EDITOR’S NOTE — As noted yesterday: When we fight, we win.

► From Vox — Illinois and New Jersey just passed a $15 minimum wage. That means 1.8 million workers get a raise. — Years of strikes and rallies to raise the minimum wage across the U.S. are starting to pay off. Earlier this month, New Jersey became the fourth state in the country to raise its minimum wage to $15 an hour. Illinois is poised to become the fifth one.

Again?!

► From KQ2 — Missouri could once again vote on ‘right-to-work’ — Just months after Missouri votersrejected Proposition A, a new petition could place another right-to-work initiative on the 2020 ballot. Last week, a petition from former GOP chair Todd Graves was certified for circulation that would allow voters to decide the issue again. During the 2018 primary election 67 percent of Missourians voted against becoming a right-to-work state.

► In the Kansas City Star — Missouri voters have spoken on right-to-work law. Why do Republicans want a do-over? (editorial) — We know what Missourians think of right to work.

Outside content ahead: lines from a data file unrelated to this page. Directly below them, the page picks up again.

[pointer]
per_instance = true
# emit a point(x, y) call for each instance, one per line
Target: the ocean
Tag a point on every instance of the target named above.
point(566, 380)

It’s an effort to break unions and pay workers lower wages. The state doesn’t need another messy, expensive debate on right to work in anytime soon.

► In the Buffalo News — New Era Cap reaches severance agreement with workers, will close plant at end of March — New Era has reached a severance-package agreement with the CWA, the union that represents most of the company’s 200-plus workers at the Derby, NY, manufacturing facility it is closing next month.

EDITOR’S NOTE — The Derby facility manufactured about 4.5 million of the 65 million caps the company produces each year. Major League Baseball’s exclusive, lucrative contract with New Era requires that the hats players wear on-field during games must be Made in the U.S.A. Until now, those caps have been made by family-wage unionized embroidery workers in New York. Production of these hats are being moved to a non-union production facility in “right-to-work” Florida. Soon the manufacture of all New Era caps will be outsourced to companies in China, Vietnam, Bangladesh and Haiti, except those made in Florida to satisfy the MLB’s on-field requirement.